5 réponses à “BNP Paribas Personal Finance projetterait de céder Symag, sa filiale dédiée à l’encaissement et à la fidélisation en points de vente”

  1. Bonjour, la véritable news n’est pas la cession de Symag mais l’identitié du cessionnaire c’est à dire Wynd. Comment ça aidera Symag de se laisser acquérir par une société déjà en grande difficulté qui se manifeste par une énorme perte du chiffre d’affaire, la réduction conséquente des effectifs, la perte de la plupart des clients et la perte de la confiance des récents investisseurs ?

  2. Bonjour,
    Envisager de céder l’entreprise à un cessionnaire avec la réputation qu’il a n’est pas à l’avantage de l’image de la direction de Symag, les pauvres employés !

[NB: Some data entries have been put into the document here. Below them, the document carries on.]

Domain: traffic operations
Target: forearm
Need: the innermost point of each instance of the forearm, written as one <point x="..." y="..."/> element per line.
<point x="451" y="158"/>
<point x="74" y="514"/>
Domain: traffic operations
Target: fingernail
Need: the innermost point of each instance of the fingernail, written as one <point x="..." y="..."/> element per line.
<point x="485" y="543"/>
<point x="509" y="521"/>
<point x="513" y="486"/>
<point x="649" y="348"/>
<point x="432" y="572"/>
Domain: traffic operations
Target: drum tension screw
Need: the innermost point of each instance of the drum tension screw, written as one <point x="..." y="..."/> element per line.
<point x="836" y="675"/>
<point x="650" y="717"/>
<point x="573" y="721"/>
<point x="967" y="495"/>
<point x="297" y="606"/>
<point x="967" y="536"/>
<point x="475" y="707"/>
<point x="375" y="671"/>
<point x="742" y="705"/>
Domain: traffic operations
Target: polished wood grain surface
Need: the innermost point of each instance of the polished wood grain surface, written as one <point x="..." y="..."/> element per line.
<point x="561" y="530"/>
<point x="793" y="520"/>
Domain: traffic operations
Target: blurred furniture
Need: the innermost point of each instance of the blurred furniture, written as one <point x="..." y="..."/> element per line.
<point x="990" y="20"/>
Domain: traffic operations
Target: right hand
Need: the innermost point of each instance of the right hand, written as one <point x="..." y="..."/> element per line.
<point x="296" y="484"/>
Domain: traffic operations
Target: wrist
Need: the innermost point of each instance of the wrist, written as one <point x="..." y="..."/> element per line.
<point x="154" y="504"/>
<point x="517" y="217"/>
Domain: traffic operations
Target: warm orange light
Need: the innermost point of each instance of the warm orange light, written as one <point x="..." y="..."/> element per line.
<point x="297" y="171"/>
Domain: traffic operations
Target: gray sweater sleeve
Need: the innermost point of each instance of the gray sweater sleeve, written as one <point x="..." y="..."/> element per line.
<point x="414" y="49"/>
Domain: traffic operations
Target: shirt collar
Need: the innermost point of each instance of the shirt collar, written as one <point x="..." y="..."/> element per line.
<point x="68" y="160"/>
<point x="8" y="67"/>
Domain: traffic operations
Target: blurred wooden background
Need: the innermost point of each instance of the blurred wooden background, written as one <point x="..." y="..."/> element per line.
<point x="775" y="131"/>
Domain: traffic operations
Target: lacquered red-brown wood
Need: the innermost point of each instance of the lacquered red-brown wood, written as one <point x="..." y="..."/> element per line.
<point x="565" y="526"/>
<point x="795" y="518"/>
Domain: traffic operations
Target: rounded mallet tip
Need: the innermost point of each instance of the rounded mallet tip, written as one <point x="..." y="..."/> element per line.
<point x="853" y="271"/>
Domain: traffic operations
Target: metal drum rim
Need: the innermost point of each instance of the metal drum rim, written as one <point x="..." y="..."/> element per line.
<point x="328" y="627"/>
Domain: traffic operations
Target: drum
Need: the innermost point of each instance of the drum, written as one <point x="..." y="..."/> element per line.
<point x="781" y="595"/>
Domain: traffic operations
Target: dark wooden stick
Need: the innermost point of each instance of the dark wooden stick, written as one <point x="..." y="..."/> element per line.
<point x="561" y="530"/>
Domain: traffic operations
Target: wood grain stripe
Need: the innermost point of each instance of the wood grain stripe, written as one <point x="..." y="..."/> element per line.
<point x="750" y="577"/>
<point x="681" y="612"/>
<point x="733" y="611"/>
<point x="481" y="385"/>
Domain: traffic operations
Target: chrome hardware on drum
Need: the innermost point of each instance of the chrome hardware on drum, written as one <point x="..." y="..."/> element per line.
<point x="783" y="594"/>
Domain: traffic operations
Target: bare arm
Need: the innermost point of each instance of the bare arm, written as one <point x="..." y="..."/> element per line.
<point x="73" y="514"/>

  3. Bonjour Jusqu’à Janvier 2021, Symag disposait d’un centre d’appels et de service client de Help Desk à Cracovie, comme de nombreuses entreprises qui ont choisi l’Europe de l’Est pour y installer des centres de contacts pan-européens. Récemment, Canal Plus Pologne vient de céder son centre internalisé de service client à Armatis.
    C’est quoi le lien entre symag et canal + pas terrible la fin de votre article

  4. 300 salariés ! Vous parlez bien de Wynd ? Ils n’ont jamais atteint cet effectif, ils n’ont jamais atteint 250 salariés, mais ils ont pris l’habitude de gonfler ce nombre en comptant les prestataires externes. En plus en 2020 ils ont viré plus de la moitié de leur effectifs en le maquillant en ruptures conventionnelles, aujourd’hui ils sont certainement moins de 100.